Question

The value of ${}^{11}C_{0}+{}^{11}C_{1}+{}^{11}C_{2}+{}^{11}C_{3}+{}^{11}C_{4}+{}^{11}C_{5}$ is

• A. $2^{6}$
• B. $2^{8}$
• C. $2^{10}$
• D. $2^{11}$
• E. $2^{9}$

Hint:

Binomial Theorem Tip: For any odd $n$, the sum of the first half of the binomial coefficients (from $r=0$ to $r=\frac{n-1}{2}$) is always $2^{n-1}$.

Answer 1

The Correct Option is C

Concept:
The sum of all binomial coefficients for a given power $n$ is $\sum_{r=0}^{n} {}^{n}C_r = 2^n$. Additionally, binomial coefficients are symmetric, meaning ${}^{n}C_r = {}^{n}C_{n-r}$. When $n$ is odd, the sum of the first half of the coefficients is exactly equal to the sum of the second half.
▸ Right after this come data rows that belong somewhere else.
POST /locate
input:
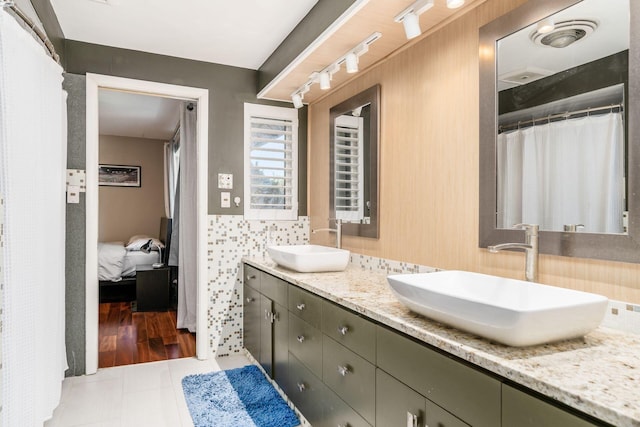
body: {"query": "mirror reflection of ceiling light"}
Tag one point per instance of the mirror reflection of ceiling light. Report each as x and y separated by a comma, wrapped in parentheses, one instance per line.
(409, 17)
(564, 33)
(454, 4)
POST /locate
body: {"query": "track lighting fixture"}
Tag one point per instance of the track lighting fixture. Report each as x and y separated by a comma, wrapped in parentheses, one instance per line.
(409, 17)
(324, 76)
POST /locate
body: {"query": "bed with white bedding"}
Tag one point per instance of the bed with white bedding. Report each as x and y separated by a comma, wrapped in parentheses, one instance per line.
(117, 263)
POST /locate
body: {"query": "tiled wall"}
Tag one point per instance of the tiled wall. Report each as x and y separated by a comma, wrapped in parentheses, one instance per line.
(230, 237)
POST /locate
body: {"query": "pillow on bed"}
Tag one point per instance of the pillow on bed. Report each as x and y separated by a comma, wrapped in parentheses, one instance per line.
(138, 241)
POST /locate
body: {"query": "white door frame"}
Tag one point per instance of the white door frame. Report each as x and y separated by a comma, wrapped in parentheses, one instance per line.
(94, 83)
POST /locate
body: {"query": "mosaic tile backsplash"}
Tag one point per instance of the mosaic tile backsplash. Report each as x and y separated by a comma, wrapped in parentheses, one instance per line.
(230, 237)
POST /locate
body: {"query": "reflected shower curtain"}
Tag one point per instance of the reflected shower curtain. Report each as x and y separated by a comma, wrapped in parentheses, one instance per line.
(185, 220)
(566, 172)
(32, 184)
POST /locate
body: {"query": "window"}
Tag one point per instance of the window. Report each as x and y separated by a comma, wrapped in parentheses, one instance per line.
(271, 162)
(349, 178)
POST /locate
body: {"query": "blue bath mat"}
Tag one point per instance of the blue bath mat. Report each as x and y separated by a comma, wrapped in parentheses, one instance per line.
(239, 397)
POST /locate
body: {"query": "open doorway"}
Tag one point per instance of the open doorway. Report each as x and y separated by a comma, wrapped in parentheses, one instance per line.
(199, 98)
(138, 265)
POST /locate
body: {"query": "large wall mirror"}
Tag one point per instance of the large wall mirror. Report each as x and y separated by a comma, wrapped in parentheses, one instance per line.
(559, 127)
(353, 196)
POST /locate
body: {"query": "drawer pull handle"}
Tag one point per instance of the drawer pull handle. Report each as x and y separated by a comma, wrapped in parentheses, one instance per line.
(412, 420)
(343, 370)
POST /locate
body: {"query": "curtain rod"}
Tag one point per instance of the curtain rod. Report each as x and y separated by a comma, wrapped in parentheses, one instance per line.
(565, 115)
(39, 33)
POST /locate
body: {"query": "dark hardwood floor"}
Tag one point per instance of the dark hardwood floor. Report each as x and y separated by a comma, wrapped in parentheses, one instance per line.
(128, 337)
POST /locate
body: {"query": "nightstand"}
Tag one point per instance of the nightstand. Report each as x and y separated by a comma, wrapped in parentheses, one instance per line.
(152, 288)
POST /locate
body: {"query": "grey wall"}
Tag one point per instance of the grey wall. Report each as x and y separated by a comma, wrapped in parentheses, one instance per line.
(229, 88)
(319, 18)
(76, 228)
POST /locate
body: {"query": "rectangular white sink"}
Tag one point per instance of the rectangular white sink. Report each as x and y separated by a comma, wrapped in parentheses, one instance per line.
(509, 311)
(309, 258)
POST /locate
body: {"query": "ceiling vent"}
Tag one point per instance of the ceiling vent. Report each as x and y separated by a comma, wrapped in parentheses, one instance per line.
(565, 33)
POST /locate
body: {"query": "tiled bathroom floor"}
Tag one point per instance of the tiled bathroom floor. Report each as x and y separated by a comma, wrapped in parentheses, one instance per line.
(141, 395)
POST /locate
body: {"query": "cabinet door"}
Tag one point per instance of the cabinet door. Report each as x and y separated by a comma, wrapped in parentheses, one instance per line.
(397, 404)
(266, 335)
(280, 344)
(252, 321)
(520, 409)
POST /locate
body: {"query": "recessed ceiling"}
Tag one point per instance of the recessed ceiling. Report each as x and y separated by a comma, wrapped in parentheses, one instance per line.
(230, 32)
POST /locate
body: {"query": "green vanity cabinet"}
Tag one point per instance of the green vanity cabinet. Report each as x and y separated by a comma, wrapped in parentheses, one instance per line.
(350, 376)
(399, 405)
(520, 409)
(468, 393)
(252, 320)
(266, 322)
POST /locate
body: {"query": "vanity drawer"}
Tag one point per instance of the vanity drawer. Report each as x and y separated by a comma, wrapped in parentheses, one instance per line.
(305, 305)
(351, 377)
(306, 391)
(274, 288)
(251, 277)
(338, 413)
(305, 342)
(349, 329)
(470, 394)
(520, 409)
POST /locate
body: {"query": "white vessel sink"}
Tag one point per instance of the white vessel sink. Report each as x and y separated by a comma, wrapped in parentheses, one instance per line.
(309, 258)
(509, 311)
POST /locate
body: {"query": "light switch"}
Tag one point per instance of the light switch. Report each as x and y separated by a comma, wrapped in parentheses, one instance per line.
(225, 199)
(73, 194)
(225, 181)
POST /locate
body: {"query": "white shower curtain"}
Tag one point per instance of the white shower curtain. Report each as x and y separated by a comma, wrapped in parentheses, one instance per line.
(566, 172)
(32, 183)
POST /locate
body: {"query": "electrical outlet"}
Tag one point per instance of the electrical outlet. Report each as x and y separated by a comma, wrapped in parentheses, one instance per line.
(225, 181)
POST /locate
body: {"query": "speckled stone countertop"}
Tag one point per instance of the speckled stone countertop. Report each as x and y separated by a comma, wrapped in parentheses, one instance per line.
(598, 374)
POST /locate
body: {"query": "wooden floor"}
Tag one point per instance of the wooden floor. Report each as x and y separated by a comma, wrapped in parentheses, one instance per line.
(127, 338)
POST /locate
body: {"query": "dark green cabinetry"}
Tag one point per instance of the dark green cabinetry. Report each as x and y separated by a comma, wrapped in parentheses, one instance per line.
(520, 409)
(341, 369)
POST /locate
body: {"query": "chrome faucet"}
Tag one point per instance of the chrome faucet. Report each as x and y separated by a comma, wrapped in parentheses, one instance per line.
(337, 230)
(530, 248)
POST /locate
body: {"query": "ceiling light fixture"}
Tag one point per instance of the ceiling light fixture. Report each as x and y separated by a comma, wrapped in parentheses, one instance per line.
(323, 77)
(454, 4)
(545, 26)
(409, 17)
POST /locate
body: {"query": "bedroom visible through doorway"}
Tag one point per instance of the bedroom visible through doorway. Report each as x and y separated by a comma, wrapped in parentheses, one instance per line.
(139, 158)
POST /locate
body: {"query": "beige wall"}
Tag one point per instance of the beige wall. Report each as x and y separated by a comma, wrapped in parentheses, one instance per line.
(125, 211)
(429, 165)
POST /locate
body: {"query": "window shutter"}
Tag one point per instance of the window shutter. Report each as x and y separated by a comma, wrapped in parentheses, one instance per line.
(271, 151)
(348, 167)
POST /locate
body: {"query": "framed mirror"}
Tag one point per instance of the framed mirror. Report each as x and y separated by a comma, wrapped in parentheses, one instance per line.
(559, 122)
(353, 195)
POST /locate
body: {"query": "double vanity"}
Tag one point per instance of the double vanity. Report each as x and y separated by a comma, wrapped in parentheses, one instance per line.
(348, 353)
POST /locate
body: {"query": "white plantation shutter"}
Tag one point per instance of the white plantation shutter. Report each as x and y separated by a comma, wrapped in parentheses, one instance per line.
(271, 162)
(349, 173)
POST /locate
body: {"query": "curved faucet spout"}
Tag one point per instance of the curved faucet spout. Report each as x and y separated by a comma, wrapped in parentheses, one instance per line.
(503, 246)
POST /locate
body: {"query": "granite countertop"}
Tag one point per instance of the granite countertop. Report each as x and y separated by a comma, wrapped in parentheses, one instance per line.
(598, 374)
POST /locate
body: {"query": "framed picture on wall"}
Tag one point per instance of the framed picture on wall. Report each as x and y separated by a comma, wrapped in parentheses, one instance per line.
(120, 176)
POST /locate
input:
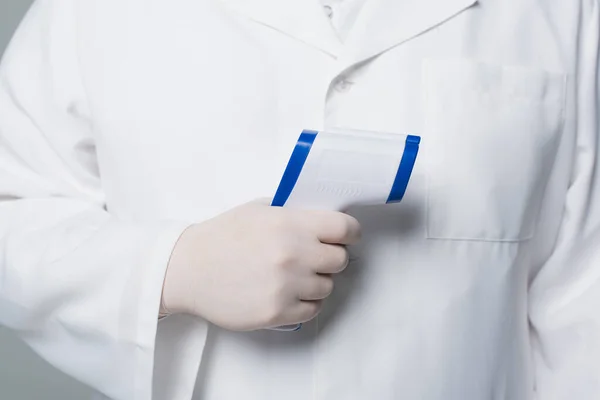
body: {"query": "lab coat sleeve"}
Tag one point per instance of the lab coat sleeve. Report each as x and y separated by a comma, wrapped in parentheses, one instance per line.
(77, 284)
(564, 297)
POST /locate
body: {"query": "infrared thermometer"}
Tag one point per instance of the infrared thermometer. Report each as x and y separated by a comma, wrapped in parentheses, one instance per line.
(339, 168)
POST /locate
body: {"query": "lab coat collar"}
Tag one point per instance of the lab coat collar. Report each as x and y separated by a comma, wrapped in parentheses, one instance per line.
(381, 25)
(384, 24)
(304, 20)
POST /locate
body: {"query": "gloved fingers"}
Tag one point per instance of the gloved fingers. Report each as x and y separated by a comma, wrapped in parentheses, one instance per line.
(316, 287)
(330, 259)
(334, 227)
(303, 311)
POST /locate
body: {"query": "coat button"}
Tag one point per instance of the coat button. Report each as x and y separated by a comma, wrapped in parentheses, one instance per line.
(342, 85)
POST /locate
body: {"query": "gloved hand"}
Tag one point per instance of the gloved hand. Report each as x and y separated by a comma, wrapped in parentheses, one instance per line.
(258, 266)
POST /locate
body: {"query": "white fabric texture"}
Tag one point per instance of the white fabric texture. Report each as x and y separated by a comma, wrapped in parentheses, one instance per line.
(123, 121)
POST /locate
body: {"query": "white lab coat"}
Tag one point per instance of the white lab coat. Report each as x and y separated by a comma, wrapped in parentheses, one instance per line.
(123, 121)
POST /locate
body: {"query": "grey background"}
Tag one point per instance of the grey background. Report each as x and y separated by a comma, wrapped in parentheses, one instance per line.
(23, 375)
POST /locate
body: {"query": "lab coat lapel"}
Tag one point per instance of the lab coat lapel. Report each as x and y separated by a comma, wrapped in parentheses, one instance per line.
(384, 24)
(300, 19)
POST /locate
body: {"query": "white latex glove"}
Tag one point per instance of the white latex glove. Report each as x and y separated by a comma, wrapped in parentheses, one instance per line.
(258, 266)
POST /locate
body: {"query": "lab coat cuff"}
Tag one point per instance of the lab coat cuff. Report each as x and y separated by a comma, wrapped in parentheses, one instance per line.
(154, 266)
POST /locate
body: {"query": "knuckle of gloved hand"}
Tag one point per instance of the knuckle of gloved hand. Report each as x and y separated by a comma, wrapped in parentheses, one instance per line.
(340, 259)
(285, 256)
(327, 287)
(273, 313)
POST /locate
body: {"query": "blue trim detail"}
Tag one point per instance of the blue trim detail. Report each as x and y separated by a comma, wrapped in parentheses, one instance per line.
(288, 181)
(294, 167)
(405, 169)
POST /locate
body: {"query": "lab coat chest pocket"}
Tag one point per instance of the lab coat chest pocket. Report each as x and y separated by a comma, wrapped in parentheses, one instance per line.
(491, 135)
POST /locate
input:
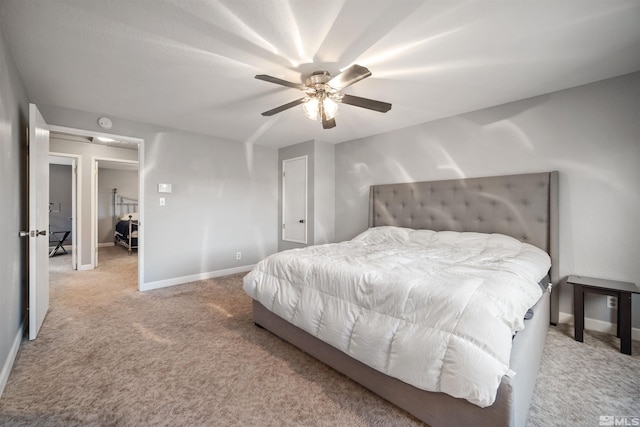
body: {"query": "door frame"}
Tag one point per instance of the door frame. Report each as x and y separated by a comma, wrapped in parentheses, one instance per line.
(94, 199)
(76, 200)
(306, 199)
(141, 180)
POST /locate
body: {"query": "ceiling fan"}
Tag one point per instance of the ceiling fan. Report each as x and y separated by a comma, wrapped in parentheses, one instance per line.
(323, 94)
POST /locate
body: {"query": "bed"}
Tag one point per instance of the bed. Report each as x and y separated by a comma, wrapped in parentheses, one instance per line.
(125, 221)
(523, 207)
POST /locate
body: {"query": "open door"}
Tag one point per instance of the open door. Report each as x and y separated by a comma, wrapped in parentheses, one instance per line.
(38, 220)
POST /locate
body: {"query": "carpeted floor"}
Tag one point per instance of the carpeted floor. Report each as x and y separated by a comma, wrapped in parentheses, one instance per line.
(191, 355)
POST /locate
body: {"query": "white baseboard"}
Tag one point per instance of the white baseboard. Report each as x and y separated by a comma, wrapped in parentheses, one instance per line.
(11, 357)
(193, 278)
(597, 325)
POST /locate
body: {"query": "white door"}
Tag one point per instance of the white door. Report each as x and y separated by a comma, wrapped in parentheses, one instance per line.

Step 1: Write the full sum of coefficients.
For $n = 11$, the sum of all binomial coefficients from $r=0$ to $r=11$ is: $${}^{11}C_0 + {}^{11}C_1 + \dots + {}^{11}C_{10} + {}^{11}C_{11} = 2^{11}$$

Step 2: Apply the symmetry property.
Because ${}^{11}C_r = {}^{11}C_{11-r}$, we can pair the terms: ${}^{11}C_0 = {}^{11}C_{11}$ ${}^{11}C_1 = {}^{11}C_{10}$ ... ${}^{11}C_5 = {}^{11}C_6$

Step 3: Split the full sum into two equal halves.
The entire sequence can be divided into a left half and a right half: Left half: $S = {}^{11}C_0 + {}^{11}C_1 + {}^{11}C_2 + {}^{11}C_3 + {}^{11}C_4 + {}^{11}C_5$ Right half: $S = {}^{11}C_6 + {}^{11}C_7 + {}^{11}C_8 + {}^{11}C_9 + {}^{11}C_{10} + {}^{11}C_{11}$

Step 4: Set up the algebraic equation.
Since the left half equals the right half, their sum is $2S$: $$S + S = 2^{11}$$ $$2S = 2^{11}$$

Step 5: Solve for the requested sum S.
Divide both sides by 2 to isolate S: $$S = \frac{2^{11}}{2}$$ $$S = 2^{11-1} = 2^{10}$$ Hence the correct answer is (C) $2^{10$}.